In casa fra di noi vivevamo come in una gara di amore. Ciascuno si preoccupava dell'altro, e al ritorno dal lavoro ci sentivamo accolti come in famiglia per l'amore mutuo che circolava. Abbiamo ricevuto tanta provvidenza. Significativa una cartolina che accompagnava dei doni: era indirizzata “alla gran famiglia”. Ma non sempre è stato facile. La stanchezza accumulata durante il giorno, la lontananza dalle nostre famiglie - eravamo nel periodo di Natale - e la stessa ristrettezza della casa, potevano essere occasione di ripensamenti e di trionfi dell'uomo vecchio. Ogni volta abbiamo provato a vederci nuovi e a ristabilire la presenza di Gesù fra di noi, dichiarandoci di volerlo avere sempre in mezzo a noi. In Lui abbiamo trovato la forza di accettare tutto come un suo dono che ci faceva crescere e ci poteva rendere più conformi a Lui. Per amore di Gesù in mezzo si rinunciava ai propri gusti, ai programmi personali, alla televisione, e si facevano cose che altrimenti non ci sarebbero piaciute.

Per Natale, infine, abbiamo organizzato insieme alla comunità locale dei focolari una festa per la gente povera del quartiere di Moravia. Abbiamo preparato canti natalizi, giochi, dolci e doni per ogni bambino. Per tutti è stata un'esperienza stupenda. All'inizio molti di noi non volevano avvicinare queste persone che vivono in condizioni tanto disumane, ma alla fine ci si sentiva fratelli, come una sola famiglia, e abbiamo capito che non sono le cose a unirci, bensì l'amore che si dà e che si riceve. E ci siamo resi conto quanto sia fondamentale avere Dio come unico ideale: è sperimentare la felicità.
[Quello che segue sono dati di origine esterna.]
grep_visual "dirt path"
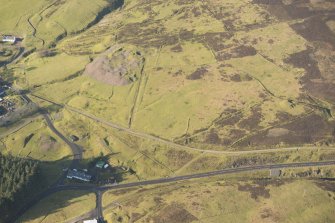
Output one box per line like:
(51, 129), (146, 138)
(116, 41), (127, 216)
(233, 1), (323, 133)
(31, 94), (335, 155)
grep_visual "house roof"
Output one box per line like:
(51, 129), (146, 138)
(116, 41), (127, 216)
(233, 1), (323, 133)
(66, 170), (92, 182)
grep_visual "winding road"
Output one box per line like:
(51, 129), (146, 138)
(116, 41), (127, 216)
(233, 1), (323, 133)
(30, 93), (335, 155)
(13, 160), (335, 222)
(12, 94), (335, 223)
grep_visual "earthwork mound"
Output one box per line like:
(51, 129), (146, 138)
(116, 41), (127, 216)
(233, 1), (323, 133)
(84, 46), (144, 86)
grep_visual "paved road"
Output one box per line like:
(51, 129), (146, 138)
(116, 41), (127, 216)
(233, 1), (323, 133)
(21, 94), (83, 168)
(31, 94), (335, 155)
(13, 160), (335, 222)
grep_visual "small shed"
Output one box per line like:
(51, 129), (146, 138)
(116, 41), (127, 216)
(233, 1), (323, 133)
(83, 219), (98, 223)
(2, 35), (16, 43)
(95, 160), (106, 169)
(270, 169), (281, 177)
(70, 135), (79, 142)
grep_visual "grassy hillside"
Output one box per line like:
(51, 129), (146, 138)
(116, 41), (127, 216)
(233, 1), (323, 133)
(17, 191), (95, 223)
(14, 0), (334, 149)
(0, 153), (44, 223)
(104, 180), (335, 223)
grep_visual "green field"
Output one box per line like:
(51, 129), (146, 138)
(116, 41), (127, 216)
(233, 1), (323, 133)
(0, 0), (335, 222)
(104, 180), (335, 223)
(17, 191), (95, 223)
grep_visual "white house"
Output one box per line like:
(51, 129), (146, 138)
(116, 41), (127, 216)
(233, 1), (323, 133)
(2, 35), (16, 43)
(84, 219), (98, 223)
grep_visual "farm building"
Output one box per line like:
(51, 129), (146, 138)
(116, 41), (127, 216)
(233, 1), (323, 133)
(84, 219), (98, 223)
(95, 160), (106, 169)
(0, 87), (6, 97)
(2, 35), (16, 43)
(66, 170), (92, 182)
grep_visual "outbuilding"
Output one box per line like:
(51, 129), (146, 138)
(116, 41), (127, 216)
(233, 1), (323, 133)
(66, 169), (92, 182)
(95, 160), (106, 169)
(83, 219), (98, 223)
(2, 35), (16, 43)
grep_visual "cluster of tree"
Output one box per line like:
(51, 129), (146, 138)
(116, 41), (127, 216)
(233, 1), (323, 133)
(0, 153), (40, 223)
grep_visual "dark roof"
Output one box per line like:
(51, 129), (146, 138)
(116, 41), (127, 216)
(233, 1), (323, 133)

Economicamente la nostra esperienza non è stata redditizia. In quattordici abbiamo guadagnato quanto guadagna un operaio in Europa. Il vero guadagno è stata l'unità costruita, la maturità che ciascuno ha conseguito e la sensibilità acquisita per aver toccato con mano e sperimentato la povertà della nostra gente, la durezza del lavoro, la necessità di vivere uniti per affrontare il male di questo mondo.

Il campo di lavoro ci ha aiutato a uscire dal nostro piccolo mondo ristretto e a volte borghese per aprirci agli altri. Così speriamo di aver portato un piccolo contributo personale e di gruppo alla costruzione di un mondo unito, per la testimonianza di Gesù fra noi che in ogni ambiente ha trasformato violenze e tensioni.